Can the government seize the property of a private citizen? In fact, the government’s right to expropriate private property for public use is called eminent domain and is very much a real occurrence. In fact, the term "eminent domain" was taken from the legal treatise De Jure Belli et Pacis, written by the Dutch jurist, Hugo Grotius in 1625. In the legal treatise, Grotius used the term dominium eminens (Latin for supreme lordship) and described the power as follows:
"... The property of subjects is under the eminent domain of the state, so that the state or he who acts for it may use and even alienate and destroy such property, not only in the case of extreme necessity, in which even private persons have a right over the property of others, but for ends of public utility, to which ends those who founded civil society must be supposed to have intended that private ends should give way. But it is to be added that when this is done the state is bound to make good the loss to those who lose their property."

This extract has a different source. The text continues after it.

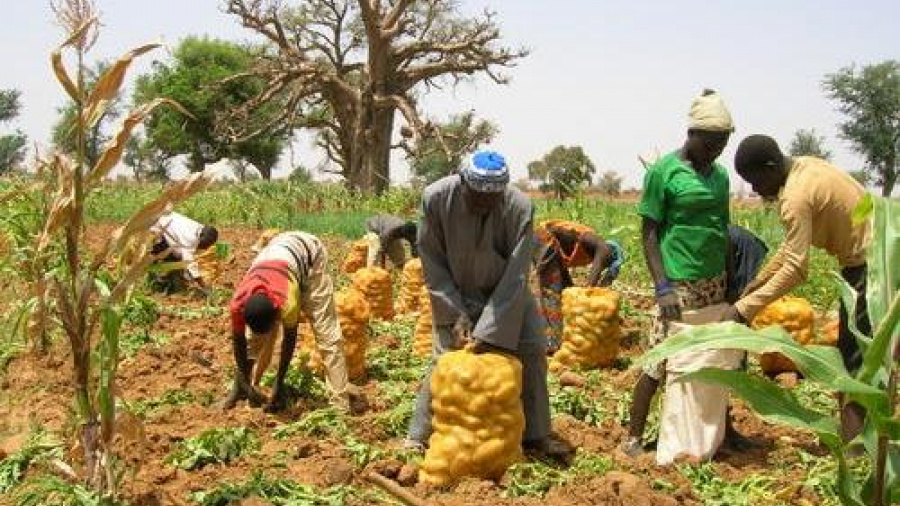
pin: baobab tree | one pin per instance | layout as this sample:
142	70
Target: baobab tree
346	67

1. Kohl v. The United States
The U.S. Supreme Court first examined federal eminent domain power in 1876. This case presented a landowner’s challenge to the power of the United States to condemn land in Cincinnati, Ohio for use as a customhouse and post office building. Justice William Strong called the authority of the federal government to appropriate property for public uses “essential to its independent existence and perpetuity.” The court ruled that it is necessary for the government to be able to seize property for its uses, such as creating infrastructure, which ultimately are determined by the legislature and not the judiciary. This essentially gives the government ultimate ownership over all property, because it’s not viable for the government to hold out against the obstinence of private individuals to appropriate land for government uses. This power of eminent domain is not only a privilege of the federal, but also state governments.
2. Kelo v. City of New London
Back in 2005, the Supreme Court of the United Sates decided the case of Kelo v. City of New London. The case involved the use of eminent domain to transfer land from one private owner to another private owner to further economic development. In a 5–4 decision in favor of the City of New London, written by Justice Stevens, the Supreme Court held that the general benefits a community enjoyed from economic growth, qualified private redevelopment plans as a permissible "public use” under the Takings Clause of the Fifth Amendment. The case arose in the context of condemnation by the city of New London, Connecticut, of privately owned real property, so that it could be used as part of a “comprehensive redevelopment plan.” However, the private developer was unable to obtain financing and abandoned the redevelopment project, leaving the land as an undeveloped empty lot.
3. United States v. Gettysburg Electric Railway Co.
Eminent domain has been utilized traditionally to facilitate transportation. The dispute began in August 1891 when the Gettysburg Battlefield Memorial Association’s board approved attorney Samuel Swope’s motion to deny trolley right-of-way along GBMA roads. Near the end of the 19th century, tourists would typically arrive by train and paid fees for horse-drawn jitney taxis to travel to the 1863 Gettysburg Battlefield on primitive wagon roads of the private Gettysburg Battlefield Memorial Association (GBMA). Congress wanted to acquire land to preserve the site of the Gettysburg Battlefield in Pennsylvania. The railroad company that owned some of the property in question contested this action. Ultimately, the Court opined that the federal government has the power to condemn property “whenever it is necessary or appropriate to use the land in the execution of any of the powers granted to it by the constitution.”
4. United States v. Chandler-Dunbar Co.
Eminent domain was also used for supply waters, and the maintenance of navigable waters. So unfettered was the control of Congress over navigable streams of the country, that its judgment as to whether a construction in or over such a river was or was not an obstacle and a hindrance to navigation, is conclusive. Such judgment and determination is the exercise of legislative power in respect of a subject wholly within its control. In U. S. v. Chandler-Dunbar Co., the government acquired upland property that was located on the St. Mary's river, the outlet of Lake Superior. The property owner was a power company, and it argued that its property was more valuable because it the site was suitable for hydroelectric power. The United States refused to pay any enhanced value for the ability to generate power from the location. The Supreme Court rejected the claim.
5. Albert Hanson Lumber Company v. United States
In this case in the early 1900’s, the United States instituted condemnation proceedings in the District Court for the Eastern District of Louisiana, to acquire a strip of land 300 feet wide, named Hanson Canal. Judgment was given condemning the property and vesting title in the United States when the amount found in favor of the owner shall have been paid. The judgment was affirmed after the owner took the case to the Circuit Court. The owner contended that the District Court and Circuit Court of Appeals erred in holding that the acts of Congress relied upon by the government confer authority to condemn the canal proper and the land adjacent to and outside the limits within a strip of a total width of 300 feet inclusive of the canal.